Create entity by annotating the class with Entity annotation and defining primary key and other column fields.
@Entity
@Table(name = "product")
public class Product {
@Id
@GeneratedValue
private long id;
private String name;
private String brand;
private String cat;
private double price;
public Product() {
}
public Product(Long id, String name, String brand, String cat, double price) {
this.id = id;
this.name = name;
this.brand = brand;
this.cat = cat;
this.price = price;
}
public long getId() {
return id;
}
public void setId(long id) {
this.id = id;
}
public String getName() {
return name;
}
public void setName(String name) {
this.name = name;
}
public String getBrand() {
return brand;
}
public void setBrand(String brand) {
this.brand = brand;
}
public String getCat() {
return cat;
}
public void setCat(String cat) {
this.cat = cat;
}
public double getPrice() {
return price;
}
public void setPrice(double price) {
this.price = price;
}
}
Define JpaRepository interface by extending JpaRepository interface and defining query methods. Spring generates implementation for JpaRepository interface.
@Repository
public interface ProductRepository extends JpaRepository<Product, Long> {
public List<Product> findProductsByCat(String cat);
}
Since this is a non-web application example, the main class implements CommandLineRunner to run the application which inserts a record to database and queries the database.
@EnableAutoConfiguration
@EnableJpaRepositories
public class ProductApp implements CommandLineRunner {
@Autowired
private ProductRepository productRepository;
@Autowired
private ProductApp productApp;
private final Logger log = LoggerFactory.getLogger(this.getClass());
public static void main(String[] args) {
SpringApplication.run(ProductApp.class, args);
}
public void products() {
productApp.saveProducts();
productApp.printProducts("footwear");
productApp.printProducts("mobiles");
}
public void saveProducts() {
Product p = new Product();
p.setBrand("Nike");
p.setCat("footwear");
p.setName("Excellent Tennis Shoe Nike");
p.setPrice(320.50);
productRepository.save(p);
}
public void printProducts(String category) {
List<Product> prods = productRepository.findProductsByCat(category);
log.info("no of products in " + category + " : " + prods.size());
for (Product p : prods) {
log.info(p.getName());
}
}
public void setProductRepository(ProductRepository productRepository) {
this.productRepository = productRepository;
}
@Override
public void run(String... args) throws Exception {
productApp.products();
}
}
spring.datasource.url=jdbc:h2:mem:testdb
spring.datasource.driverClassName=org.h2.Driver
spring.datasource.username=sa
spring.datasource.password=
spring.jpa.database-platform=org.hibernate.dialect.H2Dialect
If you want to change the configuration provided by spring boot, you can do so by adding properties to application.properties file which needs to be created under src/amin/resources folder.
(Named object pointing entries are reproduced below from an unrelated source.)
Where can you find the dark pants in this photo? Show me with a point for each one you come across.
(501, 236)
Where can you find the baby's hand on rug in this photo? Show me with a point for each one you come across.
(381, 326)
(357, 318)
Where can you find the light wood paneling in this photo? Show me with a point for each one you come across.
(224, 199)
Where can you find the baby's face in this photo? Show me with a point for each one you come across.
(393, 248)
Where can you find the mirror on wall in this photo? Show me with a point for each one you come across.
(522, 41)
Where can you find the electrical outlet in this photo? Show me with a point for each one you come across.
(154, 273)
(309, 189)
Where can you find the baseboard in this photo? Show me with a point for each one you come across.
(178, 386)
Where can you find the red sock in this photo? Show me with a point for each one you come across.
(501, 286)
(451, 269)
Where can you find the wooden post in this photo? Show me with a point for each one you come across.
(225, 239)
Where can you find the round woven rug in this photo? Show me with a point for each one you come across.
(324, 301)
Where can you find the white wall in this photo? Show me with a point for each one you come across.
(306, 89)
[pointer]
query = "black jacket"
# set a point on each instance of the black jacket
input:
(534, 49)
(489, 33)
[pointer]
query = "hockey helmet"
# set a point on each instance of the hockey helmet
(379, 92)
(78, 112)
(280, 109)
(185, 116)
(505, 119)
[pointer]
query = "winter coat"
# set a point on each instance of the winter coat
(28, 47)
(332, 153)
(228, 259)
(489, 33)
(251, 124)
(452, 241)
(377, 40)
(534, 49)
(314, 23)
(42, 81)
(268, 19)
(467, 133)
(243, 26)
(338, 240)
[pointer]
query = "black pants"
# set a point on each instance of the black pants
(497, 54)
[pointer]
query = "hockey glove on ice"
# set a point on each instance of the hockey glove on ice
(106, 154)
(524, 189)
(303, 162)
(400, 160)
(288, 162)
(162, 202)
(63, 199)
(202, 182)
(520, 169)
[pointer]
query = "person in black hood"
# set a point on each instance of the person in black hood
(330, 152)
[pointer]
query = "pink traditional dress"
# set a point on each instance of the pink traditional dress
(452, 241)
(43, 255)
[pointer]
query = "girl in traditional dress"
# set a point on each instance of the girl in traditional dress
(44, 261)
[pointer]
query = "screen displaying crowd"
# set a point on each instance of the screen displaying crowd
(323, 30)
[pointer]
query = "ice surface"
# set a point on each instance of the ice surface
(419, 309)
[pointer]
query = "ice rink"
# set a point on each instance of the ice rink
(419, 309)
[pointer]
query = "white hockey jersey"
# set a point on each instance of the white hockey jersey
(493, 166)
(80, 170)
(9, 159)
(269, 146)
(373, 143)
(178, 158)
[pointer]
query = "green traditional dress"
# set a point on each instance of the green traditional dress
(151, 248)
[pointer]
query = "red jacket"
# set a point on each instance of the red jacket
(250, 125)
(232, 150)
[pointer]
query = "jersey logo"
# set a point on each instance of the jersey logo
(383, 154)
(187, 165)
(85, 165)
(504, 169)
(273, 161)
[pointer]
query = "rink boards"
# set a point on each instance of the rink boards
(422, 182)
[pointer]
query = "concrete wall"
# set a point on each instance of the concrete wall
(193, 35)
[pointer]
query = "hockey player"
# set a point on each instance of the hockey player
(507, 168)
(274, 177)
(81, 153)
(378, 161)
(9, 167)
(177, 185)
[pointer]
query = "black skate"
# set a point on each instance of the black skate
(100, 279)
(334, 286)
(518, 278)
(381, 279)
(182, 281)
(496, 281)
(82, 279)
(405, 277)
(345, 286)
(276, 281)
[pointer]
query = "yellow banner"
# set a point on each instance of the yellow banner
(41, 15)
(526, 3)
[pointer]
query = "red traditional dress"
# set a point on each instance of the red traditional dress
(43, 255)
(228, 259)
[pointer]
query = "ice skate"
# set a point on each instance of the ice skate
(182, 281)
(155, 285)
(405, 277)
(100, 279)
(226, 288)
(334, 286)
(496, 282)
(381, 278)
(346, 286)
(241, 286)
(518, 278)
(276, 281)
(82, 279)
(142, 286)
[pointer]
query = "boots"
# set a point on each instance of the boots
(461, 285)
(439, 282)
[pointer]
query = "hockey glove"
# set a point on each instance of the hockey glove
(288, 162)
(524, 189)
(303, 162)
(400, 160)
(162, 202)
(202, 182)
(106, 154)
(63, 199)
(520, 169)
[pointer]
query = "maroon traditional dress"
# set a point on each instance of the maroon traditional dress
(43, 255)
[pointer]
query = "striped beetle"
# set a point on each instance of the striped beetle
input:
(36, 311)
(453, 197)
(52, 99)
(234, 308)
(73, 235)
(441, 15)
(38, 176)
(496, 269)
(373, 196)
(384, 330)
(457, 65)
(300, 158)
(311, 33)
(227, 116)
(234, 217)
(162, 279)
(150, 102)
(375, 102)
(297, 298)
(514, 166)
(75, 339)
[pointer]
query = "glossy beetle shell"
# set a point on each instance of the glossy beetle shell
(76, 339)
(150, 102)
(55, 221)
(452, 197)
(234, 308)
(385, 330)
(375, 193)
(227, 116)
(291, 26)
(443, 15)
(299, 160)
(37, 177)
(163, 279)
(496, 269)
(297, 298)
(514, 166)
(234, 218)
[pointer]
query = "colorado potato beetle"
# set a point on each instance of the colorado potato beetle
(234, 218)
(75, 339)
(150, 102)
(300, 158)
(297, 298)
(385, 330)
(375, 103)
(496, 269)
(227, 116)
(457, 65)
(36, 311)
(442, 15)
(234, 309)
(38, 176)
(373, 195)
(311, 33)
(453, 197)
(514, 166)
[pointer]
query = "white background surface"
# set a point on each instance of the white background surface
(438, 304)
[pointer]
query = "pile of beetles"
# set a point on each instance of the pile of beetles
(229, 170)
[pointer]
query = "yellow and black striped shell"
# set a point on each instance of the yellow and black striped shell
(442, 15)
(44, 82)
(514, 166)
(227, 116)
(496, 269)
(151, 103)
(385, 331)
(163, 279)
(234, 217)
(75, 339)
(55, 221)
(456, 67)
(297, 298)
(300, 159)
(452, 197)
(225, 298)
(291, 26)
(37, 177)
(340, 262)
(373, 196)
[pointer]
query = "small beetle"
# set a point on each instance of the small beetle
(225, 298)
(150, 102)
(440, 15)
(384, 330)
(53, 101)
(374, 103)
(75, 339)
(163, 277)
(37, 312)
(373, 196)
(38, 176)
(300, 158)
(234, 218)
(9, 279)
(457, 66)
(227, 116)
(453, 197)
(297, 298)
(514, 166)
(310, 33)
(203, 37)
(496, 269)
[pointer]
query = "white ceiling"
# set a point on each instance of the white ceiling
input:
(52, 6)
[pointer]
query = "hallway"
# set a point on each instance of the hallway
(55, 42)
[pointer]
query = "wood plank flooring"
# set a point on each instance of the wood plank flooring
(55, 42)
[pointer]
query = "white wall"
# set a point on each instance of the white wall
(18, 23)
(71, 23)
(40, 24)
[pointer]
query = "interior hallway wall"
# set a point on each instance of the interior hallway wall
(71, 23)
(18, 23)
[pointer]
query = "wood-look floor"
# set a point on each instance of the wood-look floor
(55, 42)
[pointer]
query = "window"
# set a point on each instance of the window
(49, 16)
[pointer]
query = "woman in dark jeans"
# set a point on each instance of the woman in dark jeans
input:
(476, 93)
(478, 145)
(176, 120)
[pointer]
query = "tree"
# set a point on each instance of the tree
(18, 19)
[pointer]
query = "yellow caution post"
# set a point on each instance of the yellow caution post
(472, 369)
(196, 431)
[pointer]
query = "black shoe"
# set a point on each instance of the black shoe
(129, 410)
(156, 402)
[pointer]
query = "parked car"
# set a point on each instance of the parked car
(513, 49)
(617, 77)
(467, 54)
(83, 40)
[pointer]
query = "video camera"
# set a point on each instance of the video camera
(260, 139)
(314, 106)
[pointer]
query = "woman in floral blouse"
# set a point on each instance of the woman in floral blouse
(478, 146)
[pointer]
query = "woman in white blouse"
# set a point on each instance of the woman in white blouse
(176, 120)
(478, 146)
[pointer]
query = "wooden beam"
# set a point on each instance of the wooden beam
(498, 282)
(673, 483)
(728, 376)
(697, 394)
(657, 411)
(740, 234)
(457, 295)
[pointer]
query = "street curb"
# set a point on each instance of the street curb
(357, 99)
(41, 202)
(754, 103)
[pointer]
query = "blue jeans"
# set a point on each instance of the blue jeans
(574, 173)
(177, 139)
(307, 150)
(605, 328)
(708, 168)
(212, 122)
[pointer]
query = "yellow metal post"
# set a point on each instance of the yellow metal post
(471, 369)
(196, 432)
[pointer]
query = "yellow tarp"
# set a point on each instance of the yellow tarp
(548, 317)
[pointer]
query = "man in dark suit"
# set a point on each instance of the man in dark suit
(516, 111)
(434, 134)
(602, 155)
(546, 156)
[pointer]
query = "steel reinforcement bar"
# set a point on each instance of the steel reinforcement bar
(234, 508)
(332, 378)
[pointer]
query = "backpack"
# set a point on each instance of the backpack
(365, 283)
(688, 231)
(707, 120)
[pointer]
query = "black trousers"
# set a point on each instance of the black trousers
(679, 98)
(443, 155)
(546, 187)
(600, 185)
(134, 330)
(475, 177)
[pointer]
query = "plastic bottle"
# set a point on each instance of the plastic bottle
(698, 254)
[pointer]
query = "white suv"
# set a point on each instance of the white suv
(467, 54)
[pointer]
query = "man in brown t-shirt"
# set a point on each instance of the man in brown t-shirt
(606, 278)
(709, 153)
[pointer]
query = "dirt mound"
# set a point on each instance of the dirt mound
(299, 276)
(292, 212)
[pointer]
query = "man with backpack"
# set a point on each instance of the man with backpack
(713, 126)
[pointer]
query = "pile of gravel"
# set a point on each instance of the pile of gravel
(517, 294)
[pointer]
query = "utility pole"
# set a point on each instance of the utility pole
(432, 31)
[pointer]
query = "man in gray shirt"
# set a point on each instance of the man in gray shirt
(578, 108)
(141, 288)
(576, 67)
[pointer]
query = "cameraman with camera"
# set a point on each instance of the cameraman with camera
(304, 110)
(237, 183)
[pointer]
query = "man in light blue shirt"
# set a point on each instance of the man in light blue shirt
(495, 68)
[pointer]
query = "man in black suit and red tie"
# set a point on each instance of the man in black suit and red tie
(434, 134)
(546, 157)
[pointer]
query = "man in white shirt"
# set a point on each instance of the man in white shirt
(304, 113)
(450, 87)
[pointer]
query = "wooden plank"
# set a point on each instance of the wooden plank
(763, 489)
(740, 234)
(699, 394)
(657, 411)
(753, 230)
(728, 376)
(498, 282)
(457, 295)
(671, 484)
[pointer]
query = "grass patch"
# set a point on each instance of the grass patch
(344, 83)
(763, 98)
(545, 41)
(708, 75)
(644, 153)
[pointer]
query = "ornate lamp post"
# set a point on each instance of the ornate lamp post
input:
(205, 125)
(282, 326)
You can simply run the application in eclipse by clicking Run menu and Run submenu item.
To create executable jar using spring boot, first make sure that spring-boot-maven-plugin is added to pom, then create maven run configuration with package as goal and run it. Executable jar will be created in target folder.
You can run executable jar by using java -jar your-app-SNAPSHOT.jar command.